In the mood for excellent Peruvian cuisine, try Limon Rotisserie.

Giacomo said...

Negative for La Ciccia.

Bar Tartine. Eastern European food. Very original.

Trattoria/easy going Italian:
- Barbacco
- Beretta (superb cocktails. open until very late)

- Perbacco

Rustic Italian / Best salumi program:
- Incanto

Neapolitan pizza temple:
- Una Pizza Napoletana

High end Italian / Special occassion:
- Quince (impeccable really)
- Acquarello (more modern, insane wine list)


Anonymous said...

Slanted Door (Ferry Bldg) Spruce must be terrific, because Peter's Selosse dinner was held there (I couldn't get a seat). For casual fare, stop in at Boulette's Larder at the Ferry Bldg. They make the best canneles in SF but you have to get there early to try.
Kathe B (Sacramento)

Anonymous said...

Try St. Vincent. Great food and a spectacular wine list compiled by David Lynch.

Emily said...

The one place you must go is La Ciccia. Let Lorella pick a wine off their list for you.

Una Pizza Napolitana is great, but he moved from New York a couple years ago so you might already have eaten his pizza.

Everyone loves State Bird Provisions, but we haven't eaten there yet.

I second Zuni.

Honestly, the most exciting stuff is going on in the East Bay right now. Camino is our go-to, so if you're interested definitely get a hold of Cory. Commis is amazing, as is Ippuku. The best wine bar in the Bay Area right now is The Punchdown in Uptown Oakland (right off the 19th Street BART stop). Hopscotch and Fusebox are also doing some really interesting things. Also, all the best taco trucks are on International in Oakland (only go for lunch and don't make eye contact with anyone).

-Ms. Saignee

PS. Only tourists say San Fran. Go with SF, or The City if you're in the East Bay.

Anonymous said...

Ditto on St. Vincent.

L'Osteria Del Forno.


To Hyang.

Anonymous said...

Aziza. Zuni. No Chez Panisse, sadly. Wine at Slanted Door remains excellent, the food is pretty good considering how enormous and busy the place is.

For simpler but excellent food, consider Mission Local.


Rocktageous said...

You're doing pretty well at this point, so I'll try to reenforce and add just a little confusion.

Coffee: Blue Bottle for espresso drinks (awful drip roasts), in the Ferry Building alongside a pan epe from Acme, from the lever machine on the side (not the big line). Four Barrel is the best overall, then it's Wrecking Ball and Ritual, then Sightglass and Ma'velous. Pick one that's convenient.
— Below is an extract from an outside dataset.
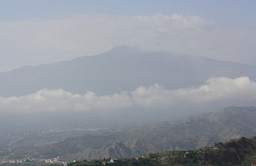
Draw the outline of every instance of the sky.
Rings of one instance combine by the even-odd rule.
[[[256,65],[256,1],[0,0],[0,72],[125,45]]]
[[[0,96],[0,113],[54,111],[99,111],[129,110],[138,107],[149,110],[168,108],[170,113],[185,107],[188,113],[198,113],[191,106],[213,106],[218,110],[227,106],[255,106],[256,82],[247,77],[234,79],[212,78],[197,88],[170,90],[155,84],[148,87],[140,86],[131,93],[98,96],[93,92],[84,94],[73,94],[62,89],[44,89],[34,94],[8,98]]]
Wine: Terroir, Arlequin and a tiny shop in the Dogpatch called Dig. Bi-Rite has a nice selection as well.

Food: Aziza, Slanted Door, Nopa, La Ciccia, Swan's Oyster Depot (unless Marshal Store can be on the agenda), Foreign Cinema, there's a ton of pizza- Una Pizza and Tony's for magical proper styles, Gialina for something creative, A16 for a glass of Turasi. Bar Tartine, Presidio Social Club. There's a little chunk of Petrero Hill with several good restos namely Chez Maman, Chez Papa, and Papito, which stands out, serving delicious tacos in a metropolitan area with too much gringofied Mexican food. La Note for Breakfast in Berkeley is reason enough to start an East Bay excursion, otherwise Ella's for chicken hash.

Dessert: Mr. and Mrs. Miscellaneous. If you see something called kouign-amann from Starter Bakery, eat it, then walk it off up some hill.

Unknown said...

Bin 38 - dinner/wine
Bar Bacco - dinner
The Grove (marina location) - brunch
La Mar- dinner
Plant (embarcadero location) - lunch on the water


Anonymous said...

Bar Tartine
Slanted Door
HardWater for a Bourbon!!
4 Barrel for coffee

Jason A said...

Nopa - Negative

Slanted Door - Negative

Zuni - Positive

Bar Tartine - Positive

Terroir - I'd skip, Too much like a coffee shop and not enough like a wine bar.